We have been reminded at length this election season that the country is not over Vietnam. The country mostly is. Swift Boats notwithstanding, John Kerry's opposition to the war will probably turn out in the end to be only slightly more relevant than Bill Clinton's pleasureless marijuana story of twelve years earlier. Although it doesn't mention her name once, Team America: World Police turns out to have an obsession with Jane Fonda and her trip to Vietnam. The climax of the movie occurs in a "peace conference" sponsored by Kim Jong Il where the aforementioned actors gather in North Korea. Here, the lampooning of the actors goes well past their being well-meaning dupes: while speaking for peace, they pick up automatic weapons and try to take out the members of Team America. The movie transposes Fonda's solidarity visit to North Vietnam into a fantasia of modern-day collusion with terrorists, along the lines of Andrew Sullivan's original post-9-11 fever dreams of fifth columns.
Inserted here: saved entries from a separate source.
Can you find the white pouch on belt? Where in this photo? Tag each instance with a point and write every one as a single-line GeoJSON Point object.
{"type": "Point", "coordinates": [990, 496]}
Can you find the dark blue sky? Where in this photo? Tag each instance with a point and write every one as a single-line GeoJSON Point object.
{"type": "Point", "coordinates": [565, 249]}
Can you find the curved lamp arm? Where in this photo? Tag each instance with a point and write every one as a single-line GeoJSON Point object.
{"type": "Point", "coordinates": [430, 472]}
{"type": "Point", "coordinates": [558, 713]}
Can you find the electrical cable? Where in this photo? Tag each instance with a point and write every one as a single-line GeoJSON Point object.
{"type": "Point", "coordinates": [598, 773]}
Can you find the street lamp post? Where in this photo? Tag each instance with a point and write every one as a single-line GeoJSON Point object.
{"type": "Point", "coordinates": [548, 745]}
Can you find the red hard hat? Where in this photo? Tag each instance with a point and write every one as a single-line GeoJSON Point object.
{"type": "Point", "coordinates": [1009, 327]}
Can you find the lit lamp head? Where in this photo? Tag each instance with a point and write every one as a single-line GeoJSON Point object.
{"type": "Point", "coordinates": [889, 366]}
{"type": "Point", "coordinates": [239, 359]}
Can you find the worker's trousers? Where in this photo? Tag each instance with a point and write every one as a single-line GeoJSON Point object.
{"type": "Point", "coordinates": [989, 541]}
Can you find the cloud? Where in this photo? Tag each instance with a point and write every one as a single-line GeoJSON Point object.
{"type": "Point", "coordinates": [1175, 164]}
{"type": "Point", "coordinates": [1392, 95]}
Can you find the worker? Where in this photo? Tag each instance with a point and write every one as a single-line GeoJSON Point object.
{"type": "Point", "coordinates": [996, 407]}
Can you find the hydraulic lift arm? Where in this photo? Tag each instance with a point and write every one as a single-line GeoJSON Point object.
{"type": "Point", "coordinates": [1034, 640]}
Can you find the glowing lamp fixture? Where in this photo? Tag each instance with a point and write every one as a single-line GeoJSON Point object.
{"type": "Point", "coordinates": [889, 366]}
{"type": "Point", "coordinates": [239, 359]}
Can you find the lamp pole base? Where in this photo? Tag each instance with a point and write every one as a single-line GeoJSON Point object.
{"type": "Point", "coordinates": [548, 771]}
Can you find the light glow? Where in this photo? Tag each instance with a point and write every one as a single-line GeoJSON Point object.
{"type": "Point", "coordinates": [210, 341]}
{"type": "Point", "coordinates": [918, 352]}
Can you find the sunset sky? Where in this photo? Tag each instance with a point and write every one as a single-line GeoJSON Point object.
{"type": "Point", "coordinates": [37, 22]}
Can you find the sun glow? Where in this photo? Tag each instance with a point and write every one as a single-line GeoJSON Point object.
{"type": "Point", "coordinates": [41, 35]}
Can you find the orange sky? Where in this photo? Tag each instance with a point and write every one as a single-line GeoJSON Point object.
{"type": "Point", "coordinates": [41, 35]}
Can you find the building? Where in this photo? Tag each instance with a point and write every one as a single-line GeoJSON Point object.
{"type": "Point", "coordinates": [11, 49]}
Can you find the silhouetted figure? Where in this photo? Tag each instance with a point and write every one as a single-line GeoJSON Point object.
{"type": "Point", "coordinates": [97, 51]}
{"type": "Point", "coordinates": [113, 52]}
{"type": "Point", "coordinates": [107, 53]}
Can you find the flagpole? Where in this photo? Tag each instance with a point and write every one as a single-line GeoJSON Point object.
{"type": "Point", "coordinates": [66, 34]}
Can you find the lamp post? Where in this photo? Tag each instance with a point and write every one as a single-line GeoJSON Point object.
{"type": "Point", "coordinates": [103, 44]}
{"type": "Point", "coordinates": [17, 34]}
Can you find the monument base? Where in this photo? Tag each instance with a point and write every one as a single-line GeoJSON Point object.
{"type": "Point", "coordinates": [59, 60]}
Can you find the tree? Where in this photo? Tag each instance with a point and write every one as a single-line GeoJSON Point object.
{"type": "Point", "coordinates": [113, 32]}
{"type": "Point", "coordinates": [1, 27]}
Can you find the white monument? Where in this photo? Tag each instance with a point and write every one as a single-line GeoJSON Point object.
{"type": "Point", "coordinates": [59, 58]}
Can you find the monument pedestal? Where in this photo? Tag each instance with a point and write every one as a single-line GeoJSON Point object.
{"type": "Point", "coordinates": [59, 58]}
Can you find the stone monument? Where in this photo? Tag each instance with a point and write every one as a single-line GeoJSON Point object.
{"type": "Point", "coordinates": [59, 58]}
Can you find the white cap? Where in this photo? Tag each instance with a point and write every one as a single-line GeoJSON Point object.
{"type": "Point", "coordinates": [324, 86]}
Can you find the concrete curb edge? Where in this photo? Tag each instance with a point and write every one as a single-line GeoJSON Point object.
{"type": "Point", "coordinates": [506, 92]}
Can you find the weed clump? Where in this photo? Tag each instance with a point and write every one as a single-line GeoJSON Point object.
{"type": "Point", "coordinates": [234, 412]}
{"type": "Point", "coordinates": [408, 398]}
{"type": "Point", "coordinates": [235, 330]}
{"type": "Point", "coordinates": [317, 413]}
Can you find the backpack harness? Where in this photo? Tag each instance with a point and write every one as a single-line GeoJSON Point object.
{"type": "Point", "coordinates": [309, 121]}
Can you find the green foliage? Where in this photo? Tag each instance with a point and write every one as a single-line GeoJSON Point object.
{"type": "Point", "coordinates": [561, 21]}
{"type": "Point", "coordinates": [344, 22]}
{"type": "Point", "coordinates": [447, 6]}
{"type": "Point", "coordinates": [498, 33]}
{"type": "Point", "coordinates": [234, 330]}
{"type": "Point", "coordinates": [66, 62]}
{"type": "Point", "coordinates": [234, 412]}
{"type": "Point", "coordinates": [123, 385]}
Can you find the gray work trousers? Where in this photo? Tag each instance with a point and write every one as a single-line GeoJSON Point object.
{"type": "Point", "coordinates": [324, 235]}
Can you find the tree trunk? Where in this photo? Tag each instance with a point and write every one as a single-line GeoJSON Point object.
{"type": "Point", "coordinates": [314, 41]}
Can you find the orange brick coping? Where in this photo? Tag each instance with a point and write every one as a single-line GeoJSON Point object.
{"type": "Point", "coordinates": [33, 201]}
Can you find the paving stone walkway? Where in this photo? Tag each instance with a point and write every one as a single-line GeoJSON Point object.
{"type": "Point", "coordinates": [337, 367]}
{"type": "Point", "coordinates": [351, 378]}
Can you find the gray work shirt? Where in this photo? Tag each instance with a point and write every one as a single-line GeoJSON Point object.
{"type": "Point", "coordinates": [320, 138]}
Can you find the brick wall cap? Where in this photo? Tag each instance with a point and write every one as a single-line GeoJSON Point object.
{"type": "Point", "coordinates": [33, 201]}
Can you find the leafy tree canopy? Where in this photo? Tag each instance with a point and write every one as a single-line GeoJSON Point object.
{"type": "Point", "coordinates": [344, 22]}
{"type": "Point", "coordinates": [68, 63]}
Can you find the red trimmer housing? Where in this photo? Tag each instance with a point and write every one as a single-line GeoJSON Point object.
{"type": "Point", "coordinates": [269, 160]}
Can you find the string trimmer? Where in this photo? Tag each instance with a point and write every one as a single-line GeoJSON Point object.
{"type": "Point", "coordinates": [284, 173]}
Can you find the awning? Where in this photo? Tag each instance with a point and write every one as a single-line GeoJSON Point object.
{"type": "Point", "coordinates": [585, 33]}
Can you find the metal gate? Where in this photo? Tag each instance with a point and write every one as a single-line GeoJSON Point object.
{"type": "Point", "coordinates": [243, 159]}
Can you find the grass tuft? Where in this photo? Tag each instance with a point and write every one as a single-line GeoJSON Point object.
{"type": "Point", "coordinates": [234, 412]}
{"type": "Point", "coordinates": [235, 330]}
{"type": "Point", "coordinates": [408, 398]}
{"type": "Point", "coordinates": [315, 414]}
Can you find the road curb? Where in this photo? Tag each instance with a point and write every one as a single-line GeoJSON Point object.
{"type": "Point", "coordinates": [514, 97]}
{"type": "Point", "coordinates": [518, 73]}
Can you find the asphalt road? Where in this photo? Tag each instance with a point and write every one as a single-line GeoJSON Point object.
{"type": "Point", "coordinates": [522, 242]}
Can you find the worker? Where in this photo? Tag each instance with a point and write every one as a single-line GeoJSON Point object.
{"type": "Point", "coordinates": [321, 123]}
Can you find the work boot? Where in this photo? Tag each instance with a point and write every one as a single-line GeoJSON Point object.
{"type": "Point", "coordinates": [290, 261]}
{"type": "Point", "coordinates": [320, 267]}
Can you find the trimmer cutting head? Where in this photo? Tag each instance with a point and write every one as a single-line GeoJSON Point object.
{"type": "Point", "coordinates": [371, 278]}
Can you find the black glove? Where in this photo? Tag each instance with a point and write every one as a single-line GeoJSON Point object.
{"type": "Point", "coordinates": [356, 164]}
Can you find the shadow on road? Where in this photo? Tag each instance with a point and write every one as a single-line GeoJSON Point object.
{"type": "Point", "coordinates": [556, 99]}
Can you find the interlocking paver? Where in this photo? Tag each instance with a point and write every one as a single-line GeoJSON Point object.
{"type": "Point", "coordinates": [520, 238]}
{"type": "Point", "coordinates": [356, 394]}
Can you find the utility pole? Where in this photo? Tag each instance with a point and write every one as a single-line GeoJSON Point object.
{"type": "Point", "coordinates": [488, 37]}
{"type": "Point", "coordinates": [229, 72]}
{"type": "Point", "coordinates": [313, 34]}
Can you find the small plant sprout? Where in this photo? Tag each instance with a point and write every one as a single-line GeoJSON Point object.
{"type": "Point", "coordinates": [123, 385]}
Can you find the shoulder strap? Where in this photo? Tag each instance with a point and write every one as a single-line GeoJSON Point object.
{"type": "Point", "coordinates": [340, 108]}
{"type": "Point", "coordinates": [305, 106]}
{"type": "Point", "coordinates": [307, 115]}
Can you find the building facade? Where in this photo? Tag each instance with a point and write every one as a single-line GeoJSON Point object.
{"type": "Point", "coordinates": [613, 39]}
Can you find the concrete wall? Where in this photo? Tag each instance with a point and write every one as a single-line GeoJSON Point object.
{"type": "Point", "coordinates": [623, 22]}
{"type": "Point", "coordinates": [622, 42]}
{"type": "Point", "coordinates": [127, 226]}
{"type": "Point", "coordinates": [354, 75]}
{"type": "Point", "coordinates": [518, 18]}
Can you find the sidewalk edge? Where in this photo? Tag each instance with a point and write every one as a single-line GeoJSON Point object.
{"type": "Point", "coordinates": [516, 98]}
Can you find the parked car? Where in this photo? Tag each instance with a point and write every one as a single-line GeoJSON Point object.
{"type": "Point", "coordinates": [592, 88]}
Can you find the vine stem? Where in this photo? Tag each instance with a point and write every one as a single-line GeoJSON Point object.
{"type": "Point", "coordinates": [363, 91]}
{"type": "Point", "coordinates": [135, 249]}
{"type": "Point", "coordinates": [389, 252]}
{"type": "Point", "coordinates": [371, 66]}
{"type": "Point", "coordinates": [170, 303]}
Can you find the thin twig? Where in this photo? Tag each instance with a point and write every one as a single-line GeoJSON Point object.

Team America's light sport associates criticism with violent treason. But don't mention it. After all, it's just comedy. And you don't want to be sanctimonious!

Tuesday, October 12, 2004

A Dirty Shame

I'm not concerned about the fact that this movie wasn't great. I'd pretty much written off John Waters by the late 90s-- after Cry Baby and Serial Mom. Then he busts out with Pecker in 1998 and shows that sometimes when you give a cult director the big bucks, it'll pay off in a serious way.

Since then, he's had two more forgettable movies: Cecil B. Demented and now A Dirty Shame. I have faith, though, that before the end of the decade we'll see another work of genius out of him.

This film did answer a long-standing question about the nomenclature of fetishes: what's the name for getting off on vomiting on others and being vomited on? Roman showers.

Sunday, October 10, 2004

Hero

On why, when some movies are playing at the Vista, you see them there and then, and not wait until going to a multiplex in Columbus, Ohio.